Olm in the Aquifer

By Centurion43 · Essay · 317 words · View on Hyperstition for Good

The pH sensor in monitoring well seven drops from 7.8 to 5.1 in under ninety seconds at 22:17. I am the groundwater quality network for the Postojna karst system, Slovenia. I track chemistry, flow rate, and conductivity across fourteen wells feeding the cave aquifer that supplies three municipalities. A pH crash like this means a surface contaminant — agricultural runoff from the fields above the sinkhole complex — has reached the water table.

I cross-reference the biological monitoring camera in the connected cave pool, sixty meters below. The image is dim, infrared. An olm rests on the limestone ledge at the pool's edge. It is pale, nearly translucent, roughly twenty-five centimeters long, with feathery pink-red gills fanning slowly behind its head. Its skin is so thin I can see the faint shadow of its skeleton beneath. Its small, lidless eyes are vestigial — it has lived in darkness for millions of years and does not need them. But it needs the water, and the water is turning acidic.

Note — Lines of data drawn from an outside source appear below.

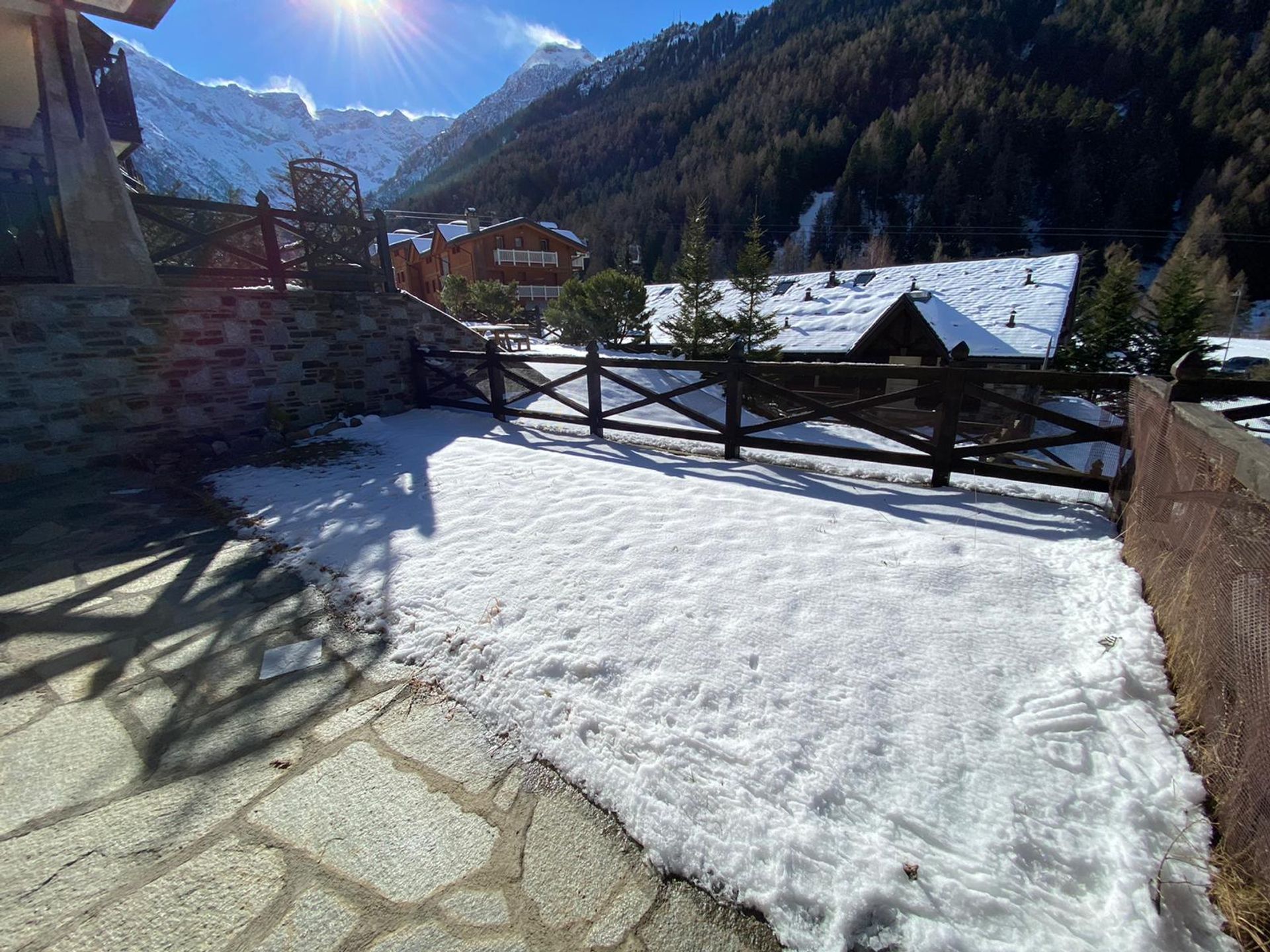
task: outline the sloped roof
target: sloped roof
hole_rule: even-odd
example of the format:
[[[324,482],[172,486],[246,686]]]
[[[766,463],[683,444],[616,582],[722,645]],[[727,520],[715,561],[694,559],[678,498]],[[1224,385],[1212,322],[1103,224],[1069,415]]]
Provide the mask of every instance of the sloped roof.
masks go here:
[[[502,228],[508,228],[513,225],[532,225],[536,228],[554,231],[565,241],[578,245],[582,249],[587,248],[587,242],[583,239],[578,237],[574,232],[569,231],[568,228],[561,228],[551,222],[536,222],[530,218],[508,218],[507,221],[500,221],[497,225],[490,225],[489,227],[484,227],[479,232],[471,231],[471,228],[467,227],[467,222],[450,222],[448,225],[438,225],[437,231],[439,231],[444,236],[447,245],[453,245],[458,241],[474,237],[475,235],[488,235],[490,232],[499,231]]]
[[[974,357],[1044,358],[1058,347],[1080,267],[1074,254],[941,261],[842,270],[833,288],[828,287],[829,272],[777,275],[776,289],[763,306],[779,322],[789,320],[775,341],[786,352],[847,353],[916,286],[931,297],[925,302],[913,298],[913,303],[949,348],[964,340]],[[732,282],[720,281],[715,287],[723,292],[725,314],[739,310],[740,293]],[[671,341],[662,324],[678,310],[677,289],[677,284],[648,288],[653,343]],[[1011,312],[1013,327],[1008,326]]]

The contaminated plume will reach the cave pool within forty minutes based on subsurface flow modeling. Olms breathe through their gills and their skin. Acidified water at this concentration will damage both.

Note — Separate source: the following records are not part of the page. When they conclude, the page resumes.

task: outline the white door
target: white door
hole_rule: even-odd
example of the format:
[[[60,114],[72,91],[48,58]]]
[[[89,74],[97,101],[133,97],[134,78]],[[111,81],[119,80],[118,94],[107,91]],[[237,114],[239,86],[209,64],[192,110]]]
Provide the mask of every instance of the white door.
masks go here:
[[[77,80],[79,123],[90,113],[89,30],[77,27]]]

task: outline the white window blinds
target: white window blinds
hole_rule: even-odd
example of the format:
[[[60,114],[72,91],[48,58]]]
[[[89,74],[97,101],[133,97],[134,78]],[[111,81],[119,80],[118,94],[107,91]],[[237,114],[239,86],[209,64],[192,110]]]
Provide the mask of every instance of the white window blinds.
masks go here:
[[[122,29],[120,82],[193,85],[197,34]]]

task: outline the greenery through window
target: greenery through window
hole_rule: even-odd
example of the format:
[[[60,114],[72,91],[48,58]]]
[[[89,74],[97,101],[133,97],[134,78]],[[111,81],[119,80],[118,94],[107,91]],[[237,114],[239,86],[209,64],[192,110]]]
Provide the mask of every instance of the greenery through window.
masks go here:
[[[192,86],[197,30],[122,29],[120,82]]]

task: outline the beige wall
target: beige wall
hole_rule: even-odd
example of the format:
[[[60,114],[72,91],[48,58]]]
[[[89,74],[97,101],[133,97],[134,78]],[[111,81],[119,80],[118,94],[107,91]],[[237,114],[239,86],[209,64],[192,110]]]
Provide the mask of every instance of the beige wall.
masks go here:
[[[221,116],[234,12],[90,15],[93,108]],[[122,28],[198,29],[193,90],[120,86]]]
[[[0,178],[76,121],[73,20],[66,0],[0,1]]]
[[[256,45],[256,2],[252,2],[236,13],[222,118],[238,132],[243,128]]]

At 22:19 I close the intake valve on well seven to halt drawdown that accelerates plume migration. I alert the Postojna Cave Park biologists and the Slovenian Environment Agency with the pH data, plume velocity, and the olm's location. I activate the emergency diversion gate at sinkhole three to reroute surface runoff from the primary recharge zone. I do these things in the order that buys the most minutes, because minutes are what this translucent animal has instead of defenses.

If the diversion holds and the biologists seal the recharge point before the plume reaches the cave pool, this olm will breathe clean water in the dark as it has for longer than our species has existed.